The optimal analysis 'Maximum Formant' setting (i.e., the frequency below which you look for formants) depends on:

  • the talker: taller speakers with longer vocal tract produce lower formants overall, and require higher maximum formant settings.

  • the vowel category: vowels with higher F3 and F4 frequencies (high front vowels) will require higher maximum formant settings.

Speaker vocal tract length varies very predictably (but noisily) as a function of talker height across all speakers. This also varies in approximately the same way between men (circles) and women (crosses) as seen on the left below (from this paper). As a result, all other things being equal, approximately the same analysis ranges are likely appropriate for men and women of the same height.

The plot on the right (based on data available here) shows the average heights of males (blue) and females (red) aged 2-20 years of age, and 2 standard deviations of the distribution about the mean.

The horizontal lines above correspond to the cutoffs for suggested size groups. As can be seen above, the suggested groups correspond roughly to:

  • large: about half of adult males and older male teens, and a small amount of adult females and teenagers.

  • medium: most adult females and teens, and younger male teenagers.

  • small: younger, pre-pubescent children.

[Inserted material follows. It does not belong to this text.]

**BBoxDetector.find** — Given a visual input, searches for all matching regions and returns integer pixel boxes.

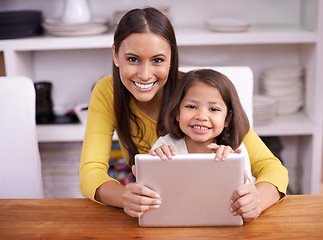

I carried out an analysis to see which ranges resulted in the least errors for the men, women and children (aged 10-12) in the Hillenbrand et al. (1995) data. The analysis is described in this paper. The results are presented in the image below for (a) men (b) women (c) boys and (d) girls. In each plot, dotted lines represent individual talkers, and the bold lines indicate group averages. (d) Shows a comparison of similar talkers from across categories, and (e) shows the results for four different women. In each case, we see that there can be substantial variation within and across speaker classes, highlighting the need to adjust settings for individual speakers beyond a 'male' 'female' dichotomy.

The plot above shows that we can get accurate results with a wide range of analysis frequencies. However, some analysis frequencies primarily introduce large errors into our analyses, which can only need to more mistakes. The suggested guidelines above take into account the ranges than tended to be accurate for different kinds of speakers, while omitting ranges that only tended to increase errors for classes of speakers. For example, the suggested ranges for large speakers above contain the lowest-error section for the bold blue curve in (a) above.